In the fall of 1870, while working for Scribner’s Monthly, Moran was asked to work up some crude sketches from the first scientific expedition to a place called Yellowstone. Excited by descriptions of the place, Moran secured a spot with the geological survey headed to Yellowstone and led by Ferdinand V. Hayden. Hayden’s report to Congress, William Henry Jackson’s photos, and Moran’s paintings, which would also be reproduced magnificently in stone lithographs by Louis Prang, would lead to the establishment of Yellowstone as our first national park. Moran’s last stop on that train in 1870 was a boom town beside the tracks, a place called Green River, Wyoming. Moran stepped off. The fantastic forms and colors of the rocks met his eye and fired his imagination. He would return to them again and again throughout his long career.

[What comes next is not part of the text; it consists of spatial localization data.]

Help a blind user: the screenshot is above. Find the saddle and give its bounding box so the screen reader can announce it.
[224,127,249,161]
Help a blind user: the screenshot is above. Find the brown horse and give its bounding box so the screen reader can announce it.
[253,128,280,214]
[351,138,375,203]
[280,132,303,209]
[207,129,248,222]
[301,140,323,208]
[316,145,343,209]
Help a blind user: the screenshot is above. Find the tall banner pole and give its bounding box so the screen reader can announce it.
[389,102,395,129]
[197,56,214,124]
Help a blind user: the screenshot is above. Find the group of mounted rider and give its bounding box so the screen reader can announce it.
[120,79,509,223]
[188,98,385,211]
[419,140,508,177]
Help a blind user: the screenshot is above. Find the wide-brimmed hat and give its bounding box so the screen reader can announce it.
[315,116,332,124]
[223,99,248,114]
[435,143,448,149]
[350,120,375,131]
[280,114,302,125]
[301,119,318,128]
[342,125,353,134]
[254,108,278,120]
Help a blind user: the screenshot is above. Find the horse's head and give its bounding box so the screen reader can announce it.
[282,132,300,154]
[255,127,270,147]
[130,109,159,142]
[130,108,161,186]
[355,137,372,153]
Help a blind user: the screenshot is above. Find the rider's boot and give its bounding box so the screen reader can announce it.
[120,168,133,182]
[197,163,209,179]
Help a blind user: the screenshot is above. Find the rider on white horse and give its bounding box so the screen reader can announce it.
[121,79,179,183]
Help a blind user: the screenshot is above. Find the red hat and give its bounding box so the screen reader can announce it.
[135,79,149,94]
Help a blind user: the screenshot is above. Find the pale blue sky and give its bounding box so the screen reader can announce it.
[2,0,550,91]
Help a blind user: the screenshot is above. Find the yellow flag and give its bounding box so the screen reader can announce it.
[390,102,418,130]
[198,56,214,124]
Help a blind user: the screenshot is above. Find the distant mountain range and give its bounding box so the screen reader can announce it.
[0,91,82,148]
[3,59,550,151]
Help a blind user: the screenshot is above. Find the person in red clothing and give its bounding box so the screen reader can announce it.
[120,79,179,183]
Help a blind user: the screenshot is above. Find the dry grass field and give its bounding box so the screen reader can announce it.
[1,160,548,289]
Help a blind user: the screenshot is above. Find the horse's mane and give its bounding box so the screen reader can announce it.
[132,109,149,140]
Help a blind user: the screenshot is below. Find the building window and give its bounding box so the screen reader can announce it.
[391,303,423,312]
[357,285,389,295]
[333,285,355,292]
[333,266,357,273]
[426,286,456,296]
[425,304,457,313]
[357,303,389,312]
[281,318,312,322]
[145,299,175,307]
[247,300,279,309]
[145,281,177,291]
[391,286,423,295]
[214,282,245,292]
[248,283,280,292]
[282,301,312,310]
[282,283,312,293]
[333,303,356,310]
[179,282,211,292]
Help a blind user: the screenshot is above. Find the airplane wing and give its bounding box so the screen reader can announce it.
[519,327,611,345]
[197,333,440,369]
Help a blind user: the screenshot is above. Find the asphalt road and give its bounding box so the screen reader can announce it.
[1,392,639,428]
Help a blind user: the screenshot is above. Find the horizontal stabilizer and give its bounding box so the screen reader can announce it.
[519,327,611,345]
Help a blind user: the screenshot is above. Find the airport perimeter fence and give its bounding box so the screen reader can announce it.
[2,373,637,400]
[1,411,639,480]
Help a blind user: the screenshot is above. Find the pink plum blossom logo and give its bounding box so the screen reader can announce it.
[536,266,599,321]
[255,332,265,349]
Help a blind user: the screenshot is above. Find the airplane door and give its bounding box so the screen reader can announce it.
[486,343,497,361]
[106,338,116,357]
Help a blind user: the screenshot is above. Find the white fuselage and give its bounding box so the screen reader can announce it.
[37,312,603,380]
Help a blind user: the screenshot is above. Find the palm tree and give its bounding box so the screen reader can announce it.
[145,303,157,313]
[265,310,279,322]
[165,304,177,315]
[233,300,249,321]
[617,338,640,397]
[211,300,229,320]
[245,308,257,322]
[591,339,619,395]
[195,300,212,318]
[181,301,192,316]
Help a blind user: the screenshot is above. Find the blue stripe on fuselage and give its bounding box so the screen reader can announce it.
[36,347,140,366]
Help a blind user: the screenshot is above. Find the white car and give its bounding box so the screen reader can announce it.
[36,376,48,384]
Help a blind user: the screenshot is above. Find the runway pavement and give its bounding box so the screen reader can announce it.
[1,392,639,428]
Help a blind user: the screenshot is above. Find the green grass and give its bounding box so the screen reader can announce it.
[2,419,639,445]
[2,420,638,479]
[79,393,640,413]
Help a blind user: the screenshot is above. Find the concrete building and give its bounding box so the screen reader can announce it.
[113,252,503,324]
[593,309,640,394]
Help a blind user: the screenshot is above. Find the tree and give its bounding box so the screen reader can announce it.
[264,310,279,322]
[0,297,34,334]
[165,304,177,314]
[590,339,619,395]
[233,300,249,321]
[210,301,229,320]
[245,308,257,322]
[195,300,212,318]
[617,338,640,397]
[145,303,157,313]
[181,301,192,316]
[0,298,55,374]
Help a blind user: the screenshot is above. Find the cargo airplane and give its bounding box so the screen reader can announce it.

For Thomas Moran, who would turn 70 in 1907, time was on the march. He was already the “Grand Old Man” of American art with a white beard as long as the list of accolades he’d received. His wife, two of his brothers, and his only son had recently passed away. Art was changing. Modernism and the new, urban century were rising together. Moran responded to grief and the changing world by throwing himself into his work. He traveled with his daughter and painted throughout the West, as well as returning to Great Britain, the country of his birth, to paint in the mountains of Wales. 1907 found him back in the West, plying brush and pen.